Moir, Susan Louisa (Allison), enseignante, éleveuse pionnière, commerçante, historienne et auteure, née le 18 août 1845 à Colombo, Ceylan (Sri Lanka), troisième enfant de Stratton Moir et de Susan Louisa Mildern ; le 3 septembre 1868, elle épousa à Hope, Colombie-Britannique, John Fall Allison (décédé en 1897), et ils eurent 14 enfants ; décédée le 1er février 1937 à Vancouver.

Susan Louisa Moir naquit au Ceylan. Elle perdit son père, planteur de café d’origine écossaise, à l’âge de quatre ans. Sa mère l’emmena alors, ainsi que son frère, Stratton, et sa sœur, Jane Shaw, vivre chez des parents en Grande-Bretagne. Malgré ses revenus limités, Mme Moir envoya ses enfants dans des écoles londoniennes. La jeune Susan Louisa se passionna pour le savoir et les chroniques familiales. En 1855, Mme Moir convola en justes noces avec Thomas Glennie. Le nouveau mari avait reçu plusieurs héritages considérables, mais les avait tous dépensés. En 1860, il décida de chercher fortune comme gentleman-farmer dans la colonie de Colombie-Britannique, où il espérait s’enrichir durant la ruée vers l’or. Il partit avec sa femme, Susan Louisa et Jane Shaw.

Selon les souvenirs de Susan Louisa, sa sœur et elle étaient « avides d’aventure ». Grâce à certaines personnes rencontrées au centre minier de Hope – notamment William Charles*, de la Hudson’s Bay Company, et sa femme, Mary Ann, de la famille de commerçants de fourrures Birnie –, elles s’adaptèrent au mode de vie des pionniers. Quant à Glennie, dépensier invétéré, il ne réussit pas à s’établir comme fermier, et abandonna sa famille après le mariage de Jane Shaw avec l’arpenteur Edgar Dewdney*, en mars 1864.

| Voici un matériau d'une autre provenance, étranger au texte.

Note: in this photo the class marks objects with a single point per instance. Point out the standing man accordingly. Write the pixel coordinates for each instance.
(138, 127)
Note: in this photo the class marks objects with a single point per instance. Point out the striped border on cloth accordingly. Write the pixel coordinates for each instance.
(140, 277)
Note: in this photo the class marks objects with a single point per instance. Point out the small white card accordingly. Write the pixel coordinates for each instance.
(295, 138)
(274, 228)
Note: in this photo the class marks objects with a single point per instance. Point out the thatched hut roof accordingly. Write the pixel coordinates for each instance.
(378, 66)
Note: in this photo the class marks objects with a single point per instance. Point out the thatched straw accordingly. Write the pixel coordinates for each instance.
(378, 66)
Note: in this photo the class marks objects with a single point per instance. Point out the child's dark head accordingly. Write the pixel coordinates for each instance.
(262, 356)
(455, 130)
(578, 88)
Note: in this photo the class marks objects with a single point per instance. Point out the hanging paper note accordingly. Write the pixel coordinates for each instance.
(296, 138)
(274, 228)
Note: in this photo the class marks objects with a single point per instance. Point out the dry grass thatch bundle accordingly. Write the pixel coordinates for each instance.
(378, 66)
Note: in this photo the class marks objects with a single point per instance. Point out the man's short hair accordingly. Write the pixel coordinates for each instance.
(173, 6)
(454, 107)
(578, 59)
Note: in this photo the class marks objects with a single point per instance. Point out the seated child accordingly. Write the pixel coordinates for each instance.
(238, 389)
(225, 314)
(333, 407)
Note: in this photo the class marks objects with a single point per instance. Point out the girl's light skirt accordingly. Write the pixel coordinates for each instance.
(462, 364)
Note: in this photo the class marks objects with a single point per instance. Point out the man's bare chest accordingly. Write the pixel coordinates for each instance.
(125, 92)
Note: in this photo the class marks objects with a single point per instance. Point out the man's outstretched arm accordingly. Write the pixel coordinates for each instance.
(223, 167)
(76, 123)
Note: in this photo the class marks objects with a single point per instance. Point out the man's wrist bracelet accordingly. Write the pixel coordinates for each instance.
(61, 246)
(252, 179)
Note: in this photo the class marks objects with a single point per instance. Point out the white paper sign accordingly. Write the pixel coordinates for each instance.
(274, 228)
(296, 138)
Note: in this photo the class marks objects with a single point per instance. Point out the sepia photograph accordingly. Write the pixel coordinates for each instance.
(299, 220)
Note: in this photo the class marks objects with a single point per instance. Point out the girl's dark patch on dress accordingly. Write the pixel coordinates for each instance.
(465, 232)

En 1865, Susan Louisa et sa mère quittèrent Hope, ville alors en déclin, et s’installèrent chez Jane Shaw à New Westminster. Susan Louisa trouva un emploi à Victoria : Amelia Birnie, sœur de Mary Anne Charles et mariée à John McAdoo Wark, l’engagea comme gouvernante. Avec l’argent d’un modeste héritage, elle passa ensuite une saison à New Westminster. Son frère, qui avait eu vent des difficultés financières de sa mère et de sa sœur, s’embarqua pour la Colombie-Britannique, mais mourut en route en octobre 1866. L’année suivante, Susan Louisa retourna à Hope avec sa mère pour ouvrir une école. Elle noterait qu’elle « n’aimait pas enseigner, mais que cela bonifiait [son] petit revenu ».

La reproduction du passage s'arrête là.